Why Reading the Console Matters
The headline error is often generic. The Console usually gives better clues about:
- which package failed
- which version is incompatible
- whether a dependency cannot be found
- whether a package requires a different Unity version
If you skip the Console, you may miss the real cause.
Check the Project's Package State
If this error started after installing or updating packages, look at:
- the currently installed package versions
- the package manifest
- whether the project expects older or newer package versions
- whether the lock file points to a different resolved package state
- whether a Git URL, local path, or scoped registry is unavailable
Beginners often accidentally create this problem by updating packages without checking compatibility.
What Not To Do First
Avoid these first reactions:
- deleting random package entries
- updating every package at once
- changing Unity versions repeatedly
- removing VRChat SDK packages manually without checking Creator Companion
- deleting project folders outside
Packagesbecause a package error appeared
Those actions can turn a fixable dependency issue into a wider project recovery problem.
Safe Manifest Checks
If you need to inspect Packages/manifest.json, start with simple checks:
- Is the file valid JSON?
- Are package names wrapped in quotes?
- Are commas placed correctly between entries?

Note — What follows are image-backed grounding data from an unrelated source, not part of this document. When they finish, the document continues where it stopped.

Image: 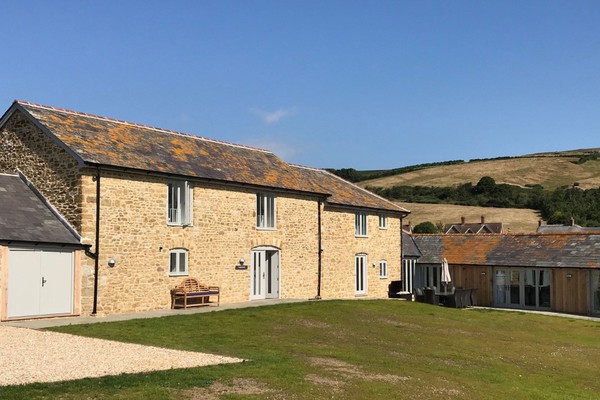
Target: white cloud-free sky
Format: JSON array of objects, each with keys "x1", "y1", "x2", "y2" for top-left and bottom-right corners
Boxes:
[{"x1": 2, "y1": 1, "x2": 600, "y2": 169}]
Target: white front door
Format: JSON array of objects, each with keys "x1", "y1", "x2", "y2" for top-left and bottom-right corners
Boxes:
[
  {"x1": 251, "y1": 248, "x2": 280, "y2": 300},
  {"x1": 355, "y1": 254, "x2": 367, "y2": 295},
  {"x1": 7, "y1": 248, "x2": 74, "y2": 318}
]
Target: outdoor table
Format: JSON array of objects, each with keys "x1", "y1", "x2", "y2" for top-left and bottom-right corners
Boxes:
[{"x1": 436, "y1": 292, "x2": 454, "y2": 306}]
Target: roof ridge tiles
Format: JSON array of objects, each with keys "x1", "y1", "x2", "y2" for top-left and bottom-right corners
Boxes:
[
  {"x1": 14, "y1": 100, "x2": 272, "y2": 154},
  {"x1": 290, "y1": 164, "x2": 410, "y2": 213}
]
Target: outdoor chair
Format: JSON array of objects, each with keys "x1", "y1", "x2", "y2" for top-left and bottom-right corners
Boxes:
[
  {"x1": 423, "y1": 288, "x2": 438, "y2": 305},
  {"x1": 414, "y1": 288, "x2": 425, "y2": 303},
  {"x1": 470, "y1": 288, "x2": 478, "y2": 306}
]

- Did a copied tutorial line use the wrong quote character or missing comma?
- Is a local path or Git URL still available?
- Is a scoped registry still configured if the package depends on one?

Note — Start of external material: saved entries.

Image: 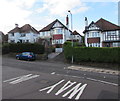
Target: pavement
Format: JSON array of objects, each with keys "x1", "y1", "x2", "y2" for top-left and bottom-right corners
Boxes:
[
  {"x1": 67, "y1": 65, "x2": 119, "y2": 75},
  {"x1": 48, "y1": 52, "x2": 60, "y2": 59}
]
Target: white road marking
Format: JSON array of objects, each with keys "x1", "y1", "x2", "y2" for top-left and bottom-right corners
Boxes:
[
  {"x1": 86, "y1": 78, "x2": 118, "y2": 86},
  {"x1": 3, "y1": 74, "x2": 39, "y2": 84},
  {"x1": 55, "y1": 81, "x2": 76, "y2": 95},
  {"x1": 51, "y1": 72, "x2": 55, "y2": 75},
  {"x1": 62, "y1": 83, "x2": 87, "y2": 100},
  {"x1": 3, "y1": 74, "x2": 32, "y2": 83},
  {"x1": 39, "y1": 79, "x2": 87, "y2": 100},
  {"x1": 51, "y1": 73, "x2": 118, "y2": 86},
  {"x1": 39, "y1": 79, "x2": 65, "y2": 93},
  {"x1": 10, "y1": 75, "x2": 39, "y2": 84}
]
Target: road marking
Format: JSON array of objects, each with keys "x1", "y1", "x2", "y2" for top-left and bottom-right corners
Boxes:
[
  {"x1": 55, "y1": 81, "x2": 76, "y2": 95},
  {"x1": 62, "y1": 83, "x2": 87, "y2": 100},
  {"x1": 3, "y1": 74, "x2": 32, "y2": 83},
  {"x1": 3, "y1": 74, "x2": 39, "y2": 84},
  {"x1": 39, "y1": 79, "x2": 87, "y2": 100},
  {"x1": 39, "y1": 79, "x2": 65, "y2": 93},
  {"x1": 51, "y1": 73, "x2": 118, "y2": 86},
  {"x1": 86, "y1": 78, "x2": 118, "y2": 86},
  {"x1": 51, "y1": 72, "x2": 56, "y2": 75}
]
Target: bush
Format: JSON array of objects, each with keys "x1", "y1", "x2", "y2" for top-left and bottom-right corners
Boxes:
[
  {"x1": 63, "y1": 41, "x2": 120, "y2": 64},
  {"x1": 2, "y1": 43, "x2": 45, "y2": 54},
  {"x1": 2, "y1": 43, "x2": 9, "y2": 54}
]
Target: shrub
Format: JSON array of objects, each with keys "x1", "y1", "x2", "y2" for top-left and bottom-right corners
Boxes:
[
  {"x1": 2, "y1": 43, "x2": 45, "y2": 54},
  {"x1": 63, "y1": 42, "x2": 120, "y2": 64},
  {"x1": 2, "y1": 43, "x2": 9, "y2": 54}
]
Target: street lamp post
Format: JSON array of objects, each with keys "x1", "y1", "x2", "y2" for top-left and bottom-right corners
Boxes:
[{"x1": 68, "y1": 10, "x2": 73, "y2": 63}]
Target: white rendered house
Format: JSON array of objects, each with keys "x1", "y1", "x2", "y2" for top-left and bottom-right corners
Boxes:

Do not rewrite the whole file unless you know exactly what the intended package set should be.
Common Beginner Mistakes
Updating several packages at once.
This makes it harder to see which package caused the dependency problem. Revert or review the newest risky package change first.
Mixing tutorial instructions from different Unity versions.
A tutorial may assume a package version, render pipeline, or Unity version that does not match your project. Check version assumptions before copying package lines.
Editing package files without backups.
This makes recovery more difficult if the project stops resolving correctly. Copy the project or at least the Packages folder before manual edits.
Continuing scene work while packages are broken.
If package resolution is failing, stop and fix that first. Broken package state can hide editor tools, scripts, SDK panels, and compile errors.
Deleting the lock file without understanding why.
Sometimes Unity can regenerate package resolution, but deleting lock-file data blindly can also make troubleshooting harder. Prefer a backup and a clear reason before removing package files.
Practical Fix Strategy
If you do not know exactly what broke, use this order:
- Read the Console
- Check Package Manager
- Check recent package changes
- Revert the newest risky change first
- Reopen Unity
- Let it resolve packages again
This is much better than random trial-and-error edits.
If the issue is VRChat SDK related, open Creator Companion and check whether the project can be repaired, migrated, or updated there. That is often safer than hand-editing SDK dependency lines.
When a Fresh Test Project Helps
If you are not sure whether the issue is with Unity itself or the project setup, creating a small fresh test project can help.
That allows you to compare:
- whether packages install normally in a new project
- whether the problem exists only in the main project
If a clean project works and the main one does not, the issue is more likely in that project's dependency setup.
Useful next routes
- Package Manager Basics
- Troubleshooting
- Unity Hub Installation
- Unity3D Version Differences
- Creating a Packages.json file
- Getting Started with VRC
Final Advice
The invalid dependencies error looks abstract, but it is usually a solvable package compatibility or project-state problem.
For beginners, the best response is:
- stop making unrelated changes
- back up the project
- read the Console carefully
- fix one dependency issue at a time
That keeps the recovery process controlled and much easier to understand.